Novartis lost boatloads of money on the operation. Some estimates suggest they lost 80 cents a dose on the deal. Why? They planted acres and acres of artesia annua around the world, tied up working capital in factories in China and New York, and worst of all, the country orders fell way short of WHO estimates, which left millions of Coartem doses to expire on warehouse shelves. With no guarantee of purchases, Novartis was left with piles of inventory, detonating an already break-even business plan, not to mention the opportunity cost of not producing more Diovan, their blockbuster antihypertensive. So, why’d they do it? Vasella argues that that ethically they had no choice. Withholding the treatment would be tantamount to killing millions of people. Further, he points out, employees feel (and work) better if they’re working at a malaria company instead of an evil pharmaceutical company. Coartem, after all, is the number one drug by volume that Novartis makes. Keeping factories running 24/7 leverages economies of scale, sops up excess manufacturing capacity, and creates jobs. Finally, Coartem could be a way to develop relationships with big pockets like the Bill and Melinda Gates Foundation, USAID, and middle income countries like Brazil, India, and ironically, China. At Novartis, Coartem is a loss leader - the millions they lose on one drug for the poor pales in comparison to the amount of money they stand to make on say, chemo.

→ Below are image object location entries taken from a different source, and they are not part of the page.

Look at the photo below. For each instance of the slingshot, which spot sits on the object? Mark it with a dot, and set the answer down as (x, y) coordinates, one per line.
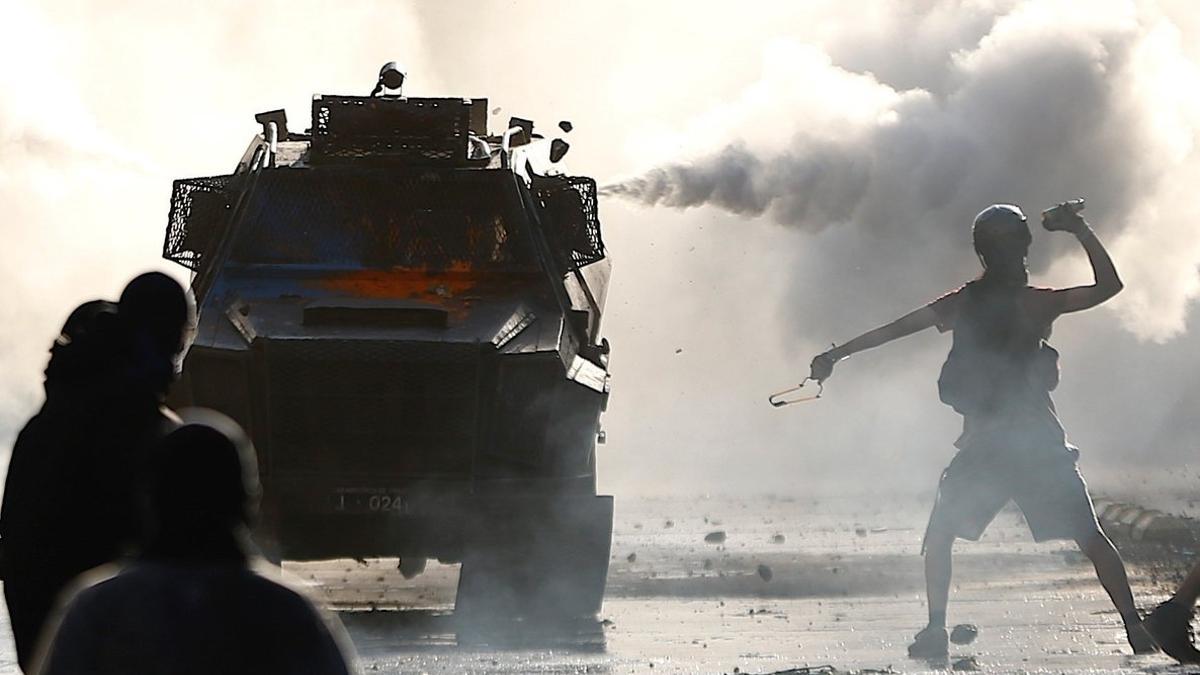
(780, 399)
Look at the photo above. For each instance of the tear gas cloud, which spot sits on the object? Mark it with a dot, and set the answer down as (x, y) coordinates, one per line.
(819, 186)
(1043, 103)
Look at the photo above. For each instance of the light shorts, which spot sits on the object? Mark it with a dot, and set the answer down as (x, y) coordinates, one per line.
(1047, 487)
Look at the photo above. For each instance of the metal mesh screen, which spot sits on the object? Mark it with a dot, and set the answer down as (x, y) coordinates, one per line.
(570, 204)
(376, 407)
(199, 209)
(383, 219)
(390, 130)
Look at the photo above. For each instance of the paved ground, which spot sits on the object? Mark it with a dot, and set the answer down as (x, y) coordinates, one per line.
(844, 589)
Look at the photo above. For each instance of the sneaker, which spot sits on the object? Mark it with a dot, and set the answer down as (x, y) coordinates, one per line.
(1140, 639)
(1170, 626)
(930, 643)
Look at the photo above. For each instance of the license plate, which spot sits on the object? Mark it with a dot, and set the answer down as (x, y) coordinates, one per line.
(371, 501)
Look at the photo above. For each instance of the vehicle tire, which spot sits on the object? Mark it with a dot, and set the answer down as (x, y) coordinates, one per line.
(547, 559)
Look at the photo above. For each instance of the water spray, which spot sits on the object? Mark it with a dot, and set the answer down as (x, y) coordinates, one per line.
(780, 399)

A number of questions are still outstanding. Are there other drugs collecting dust on remote scientists’ shelves? How do we get pharmaceutical companies to invest in treatments for diseases that disproportionately affect poor folks? Are pharmaceuticals even the right people to create these therapies? How is the partnership between funders, manufacturers, distributors, and the people taking the drugs worked out? How has the landscape changed with the light of multilaterals shining not just on procurement but drug discovery and delivery? The Coartem story can be read as a success and as a dismal failure. Only time will tell if other companies will take Novartis’ lead or use Coartem as an example that R&D for diseases of the poor only eats into the bottom line.